Among a long list of honors, Mitchell has received a Lifetime Achievement Award from the AOM’s Organizational Behavior Division (2010) and the Scholarly Achievement Award from its Human Resources Division (2013). The Society for Industrial and Organizational Psychology presented him its Distinguished Scientific Contribution Award (1998).

Last year, Mitchell received the University of Washington’s Distinguished Retiree Excellence in Community Service Award for his continuing research and extraordinary commitment to environmental causes.

All of these individual contributions to the academy and world beyond have been amplified by Mitchell’s work with doctoral students at Foster—including the mentor program he directed, the course he created on navigating “the Academic Life,” the requirement he established to present research to Foster faculty and the opportunities he presented to attend academic conferences.

Academic decathlete

Tom Lee, who joined the Foster School in 1983, was a scholar and leader of enormous impact at Foster and in the discipline of management until his death in 2021.

The former Hughes M. Blake Endowed Professor of Management authored a voluminous curriculum vitae of accomplishments and service.

Tom Lee

He was a highly rated teacher across Foster programs and the author of nearly 100 peer-reviewed publications that frequently fetched awards and ultimately earned Lee fellowships in the Academy of Management and the Society for Industrial and Organizational Psychology. Most influential were his research collaborations with Mitchell, which established several landmark theories on the factors that lead employees to voluntarily leave or stay in their jobs.

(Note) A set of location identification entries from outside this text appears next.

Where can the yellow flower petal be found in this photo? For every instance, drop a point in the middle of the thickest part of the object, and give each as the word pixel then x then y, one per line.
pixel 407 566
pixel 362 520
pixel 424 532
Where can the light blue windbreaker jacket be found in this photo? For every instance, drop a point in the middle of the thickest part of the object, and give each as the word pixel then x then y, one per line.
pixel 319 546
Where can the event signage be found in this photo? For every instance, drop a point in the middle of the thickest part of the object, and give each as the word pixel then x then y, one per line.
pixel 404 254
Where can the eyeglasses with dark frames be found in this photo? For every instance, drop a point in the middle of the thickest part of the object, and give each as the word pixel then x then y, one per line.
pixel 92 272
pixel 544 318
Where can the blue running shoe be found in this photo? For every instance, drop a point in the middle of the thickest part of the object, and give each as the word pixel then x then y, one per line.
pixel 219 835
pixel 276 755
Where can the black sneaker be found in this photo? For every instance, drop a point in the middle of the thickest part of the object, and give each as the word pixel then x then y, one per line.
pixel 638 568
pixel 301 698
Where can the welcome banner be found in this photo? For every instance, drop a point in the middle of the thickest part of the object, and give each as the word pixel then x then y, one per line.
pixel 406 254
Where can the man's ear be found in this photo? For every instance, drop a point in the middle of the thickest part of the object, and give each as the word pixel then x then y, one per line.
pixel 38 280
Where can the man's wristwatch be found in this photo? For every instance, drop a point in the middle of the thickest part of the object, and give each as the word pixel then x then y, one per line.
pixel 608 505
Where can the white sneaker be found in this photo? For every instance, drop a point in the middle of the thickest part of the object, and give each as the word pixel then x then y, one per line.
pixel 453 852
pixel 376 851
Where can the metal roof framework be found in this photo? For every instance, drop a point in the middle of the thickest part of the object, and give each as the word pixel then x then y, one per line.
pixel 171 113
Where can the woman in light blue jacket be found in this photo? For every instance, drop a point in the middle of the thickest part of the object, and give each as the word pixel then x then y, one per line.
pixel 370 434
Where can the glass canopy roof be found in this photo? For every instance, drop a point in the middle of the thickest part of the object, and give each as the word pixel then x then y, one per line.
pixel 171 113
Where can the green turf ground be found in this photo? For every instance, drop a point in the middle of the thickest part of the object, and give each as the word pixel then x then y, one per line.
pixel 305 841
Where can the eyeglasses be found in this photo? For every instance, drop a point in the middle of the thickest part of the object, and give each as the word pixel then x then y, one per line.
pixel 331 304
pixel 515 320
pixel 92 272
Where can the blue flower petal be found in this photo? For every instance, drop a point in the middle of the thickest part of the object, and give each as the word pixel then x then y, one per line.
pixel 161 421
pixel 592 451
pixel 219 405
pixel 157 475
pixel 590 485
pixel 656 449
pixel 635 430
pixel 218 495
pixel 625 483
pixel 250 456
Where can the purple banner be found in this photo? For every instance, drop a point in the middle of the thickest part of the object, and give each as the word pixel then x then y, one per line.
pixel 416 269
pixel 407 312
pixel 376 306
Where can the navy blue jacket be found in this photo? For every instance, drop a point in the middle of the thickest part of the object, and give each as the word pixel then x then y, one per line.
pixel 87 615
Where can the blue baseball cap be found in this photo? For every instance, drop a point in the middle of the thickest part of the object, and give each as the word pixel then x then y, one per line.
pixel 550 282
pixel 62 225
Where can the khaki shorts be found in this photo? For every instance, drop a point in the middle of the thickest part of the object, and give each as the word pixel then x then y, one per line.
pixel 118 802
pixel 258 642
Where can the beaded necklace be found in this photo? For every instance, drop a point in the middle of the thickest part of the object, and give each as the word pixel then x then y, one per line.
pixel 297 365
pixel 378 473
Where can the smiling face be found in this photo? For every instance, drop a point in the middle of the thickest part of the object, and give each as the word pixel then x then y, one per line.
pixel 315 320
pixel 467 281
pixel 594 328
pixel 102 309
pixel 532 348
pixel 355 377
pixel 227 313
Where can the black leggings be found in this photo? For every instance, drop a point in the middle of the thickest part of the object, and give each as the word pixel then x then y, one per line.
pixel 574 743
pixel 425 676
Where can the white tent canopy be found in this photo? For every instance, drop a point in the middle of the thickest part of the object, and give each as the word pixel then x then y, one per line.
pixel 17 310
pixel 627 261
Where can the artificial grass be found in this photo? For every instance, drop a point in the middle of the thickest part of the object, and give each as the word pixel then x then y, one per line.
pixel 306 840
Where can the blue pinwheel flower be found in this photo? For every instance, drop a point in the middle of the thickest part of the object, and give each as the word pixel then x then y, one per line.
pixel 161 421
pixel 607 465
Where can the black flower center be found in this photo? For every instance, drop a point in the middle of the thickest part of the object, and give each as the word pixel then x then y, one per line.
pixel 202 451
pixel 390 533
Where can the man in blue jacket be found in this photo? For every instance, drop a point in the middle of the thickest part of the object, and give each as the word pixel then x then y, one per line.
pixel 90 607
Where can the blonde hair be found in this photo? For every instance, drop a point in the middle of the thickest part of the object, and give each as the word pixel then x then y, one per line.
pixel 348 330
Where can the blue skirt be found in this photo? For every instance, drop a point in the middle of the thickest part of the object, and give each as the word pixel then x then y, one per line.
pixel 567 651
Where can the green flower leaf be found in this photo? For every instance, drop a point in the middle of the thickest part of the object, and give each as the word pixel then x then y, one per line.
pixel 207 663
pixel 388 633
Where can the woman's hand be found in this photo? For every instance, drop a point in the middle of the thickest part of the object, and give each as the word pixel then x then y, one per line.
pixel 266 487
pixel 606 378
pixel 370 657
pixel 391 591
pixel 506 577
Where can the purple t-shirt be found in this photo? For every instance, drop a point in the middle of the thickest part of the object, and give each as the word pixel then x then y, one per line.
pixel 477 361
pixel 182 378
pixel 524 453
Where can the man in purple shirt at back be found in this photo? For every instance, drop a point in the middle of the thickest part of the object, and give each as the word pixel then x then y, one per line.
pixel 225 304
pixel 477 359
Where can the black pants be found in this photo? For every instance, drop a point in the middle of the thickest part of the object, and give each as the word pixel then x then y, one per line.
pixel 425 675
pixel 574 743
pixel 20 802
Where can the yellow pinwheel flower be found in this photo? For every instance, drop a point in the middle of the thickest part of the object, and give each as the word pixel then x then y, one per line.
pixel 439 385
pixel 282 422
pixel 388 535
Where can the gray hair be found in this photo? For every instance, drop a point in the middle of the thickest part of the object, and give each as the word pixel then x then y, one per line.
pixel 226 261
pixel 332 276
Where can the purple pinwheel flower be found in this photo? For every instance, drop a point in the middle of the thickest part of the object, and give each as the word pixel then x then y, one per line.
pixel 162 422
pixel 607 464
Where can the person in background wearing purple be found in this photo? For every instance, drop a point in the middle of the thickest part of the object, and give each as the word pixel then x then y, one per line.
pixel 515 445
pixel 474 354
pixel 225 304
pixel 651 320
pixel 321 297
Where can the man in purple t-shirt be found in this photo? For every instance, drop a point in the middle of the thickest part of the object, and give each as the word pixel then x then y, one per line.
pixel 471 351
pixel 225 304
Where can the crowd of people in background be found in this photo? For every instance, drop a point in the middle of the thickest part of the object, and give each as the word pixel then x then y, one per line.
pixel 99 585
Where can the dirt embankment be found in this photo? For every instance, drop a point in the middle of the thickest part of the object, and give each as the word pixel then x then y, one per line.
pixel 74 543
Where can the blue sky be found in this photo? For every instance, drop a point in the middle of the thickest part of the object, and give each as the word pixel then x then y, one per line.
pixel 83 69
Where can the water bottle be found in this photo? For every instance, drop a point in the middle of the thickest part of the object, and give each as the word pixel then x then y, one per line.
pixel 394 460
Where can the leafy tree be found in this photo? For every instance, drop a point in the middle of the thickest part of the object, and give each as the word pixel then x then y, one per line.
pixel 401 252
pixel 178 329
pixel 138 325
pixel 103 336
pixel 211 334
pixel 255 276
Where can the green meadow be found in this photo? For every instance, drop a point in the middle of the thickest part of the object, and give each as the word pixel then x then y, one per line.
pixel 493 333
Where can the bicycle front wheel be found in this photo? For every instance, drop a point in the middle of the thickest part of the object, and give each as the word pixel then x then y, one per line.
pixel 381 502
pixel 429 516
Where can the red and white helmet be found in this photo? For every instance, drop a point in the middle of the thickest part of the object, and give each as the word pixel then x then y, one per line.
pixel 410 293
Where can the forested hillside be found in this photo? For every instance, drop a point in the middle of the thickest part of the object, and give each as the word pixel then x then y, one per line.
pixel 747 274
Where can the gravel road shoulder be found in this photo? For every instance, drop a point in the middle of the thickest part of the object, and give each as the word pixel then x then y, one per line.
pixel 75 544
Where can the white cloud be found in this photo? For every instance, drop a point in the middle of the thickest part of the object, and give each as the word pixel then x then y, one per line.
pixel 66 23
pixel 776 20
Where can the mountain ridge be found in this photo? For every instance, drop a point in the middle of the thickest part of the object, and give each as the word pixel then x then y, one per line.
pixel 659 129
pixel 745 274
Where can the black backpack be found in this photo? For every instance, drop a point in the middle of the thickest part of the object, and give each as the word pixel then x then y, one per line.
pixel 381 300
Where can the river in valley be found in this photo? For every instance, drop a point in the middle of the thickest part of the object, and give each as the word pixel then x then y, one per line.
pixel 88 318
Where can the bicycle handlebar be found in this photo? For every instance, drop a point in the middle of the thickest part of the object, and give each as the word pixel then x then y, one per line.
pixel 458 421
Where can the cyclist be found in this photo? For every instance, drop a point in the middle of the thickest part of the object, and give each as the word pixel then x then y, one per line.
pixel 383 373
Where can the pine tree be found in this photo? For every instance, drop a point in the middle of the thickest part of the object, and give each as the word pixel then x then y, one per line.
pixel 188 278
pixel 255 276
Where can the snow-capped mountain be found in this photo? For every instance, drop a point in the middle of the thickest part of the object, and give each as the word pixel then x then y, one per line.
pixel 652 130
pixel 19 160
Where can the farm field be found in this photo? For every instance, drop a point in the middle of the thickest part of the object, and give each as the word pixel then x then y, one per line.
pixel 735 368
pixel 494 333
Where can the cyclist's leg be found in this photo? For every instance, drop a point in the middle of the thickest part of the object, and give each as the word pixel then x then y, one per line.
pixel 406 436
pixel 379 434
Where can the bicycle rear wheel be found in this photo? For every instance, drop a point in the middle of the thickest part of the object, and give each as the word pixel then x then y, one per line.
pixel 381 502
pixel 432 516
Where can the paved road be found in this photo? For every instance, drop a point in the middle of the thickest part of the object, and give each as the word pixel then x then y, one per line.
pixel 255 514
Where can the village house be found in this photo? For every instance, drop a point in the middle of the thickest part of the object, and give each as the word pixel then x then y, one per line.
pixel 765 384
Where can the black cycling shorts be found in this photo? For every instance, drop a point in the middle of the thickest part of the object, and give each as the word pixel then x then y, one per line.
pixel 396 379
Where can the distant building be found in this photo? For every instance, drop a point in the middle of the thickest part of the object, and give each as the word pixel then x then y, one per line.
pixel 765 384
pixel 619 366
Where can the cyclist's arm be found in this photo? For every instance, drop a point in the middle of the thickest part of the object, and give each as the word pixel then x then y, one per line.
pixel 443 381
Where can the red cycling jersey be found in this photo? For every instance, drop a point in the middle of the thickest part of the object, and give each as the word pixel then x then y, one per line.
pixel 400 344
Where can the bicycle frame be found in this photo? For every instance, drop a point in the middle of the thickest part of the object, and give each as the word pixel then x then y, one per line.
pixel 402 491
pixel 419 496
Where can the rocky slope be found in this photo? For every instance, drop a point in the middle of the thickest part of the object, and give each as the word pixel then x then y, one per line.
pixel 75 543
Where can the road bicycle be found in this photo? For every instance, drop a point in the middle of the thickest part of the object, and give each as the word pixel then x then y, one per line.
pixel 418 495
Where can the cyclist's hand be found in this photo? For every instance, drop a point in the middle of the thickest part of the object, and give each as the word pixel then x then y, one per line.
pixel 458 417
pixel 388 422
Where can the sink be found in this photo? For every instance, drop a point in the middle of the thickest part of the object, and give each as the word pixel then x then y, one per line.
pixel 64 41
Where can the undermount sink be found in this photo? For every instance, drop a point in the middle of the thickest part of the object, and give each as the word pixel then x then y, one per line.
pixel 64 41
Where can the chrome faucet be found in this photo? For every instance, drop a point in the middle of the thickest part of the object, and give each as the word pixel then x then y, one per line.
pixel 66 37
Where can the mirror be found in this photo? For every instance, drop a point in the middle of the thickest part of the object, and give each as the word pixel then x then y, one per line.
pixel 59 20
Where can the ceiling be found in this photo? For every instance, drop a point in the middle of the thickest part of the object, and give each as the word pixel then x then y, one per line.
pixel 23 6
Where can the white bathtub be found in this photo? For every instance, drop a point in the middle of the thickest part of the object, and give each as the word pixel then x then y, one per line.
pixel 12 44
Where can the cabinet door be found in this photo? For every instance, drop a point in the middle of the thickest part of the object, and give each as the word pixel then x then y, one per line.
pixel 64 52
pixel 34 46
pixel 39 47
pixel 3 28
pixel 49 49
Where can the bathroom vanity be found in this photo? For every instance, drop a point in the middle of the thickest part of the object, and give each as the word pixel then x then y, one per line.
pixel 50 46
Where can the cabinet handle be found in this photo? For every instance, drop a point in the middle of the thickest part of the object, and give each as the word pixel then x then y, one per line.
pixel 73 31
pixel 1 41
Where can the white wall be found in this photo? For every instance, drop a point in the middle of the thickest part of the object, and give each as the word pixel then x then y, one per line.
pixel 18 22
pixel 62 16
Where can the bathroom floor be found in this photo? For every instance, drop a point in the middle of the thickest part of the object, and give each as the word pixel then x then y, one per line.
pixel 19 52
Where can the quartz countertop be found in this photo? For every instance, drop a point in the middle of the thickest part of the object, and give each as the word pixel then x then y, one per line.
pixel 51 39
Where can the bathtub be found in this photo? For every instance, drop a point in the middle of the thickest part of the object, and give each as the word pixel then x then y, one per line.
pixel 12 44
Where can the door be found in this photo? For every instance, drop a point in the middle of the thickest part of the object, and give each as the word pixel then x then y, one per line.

In addition to his decade-plus service as associate dean at Foster, Lee also served as editor of the Academy of Management Journal and president of the Academy of Management.

His body of work earned Lee a raft of honors, including the Herbert Heneman Jr. Award for Career Achievement from the Human Relations Division of the Academy of Management (2015) and the Academy’s Career Achievement Award for Distinguished Service (2016).

In a 2012 paper, Lee was held up as the quintessential “academic decathlete,” for his ability to excel at research, teaching, service, mentorship and leadership over the course of a career. A 2019 paper dubbed him an “inspiring exemplar” for aspiring scholars in any discipline.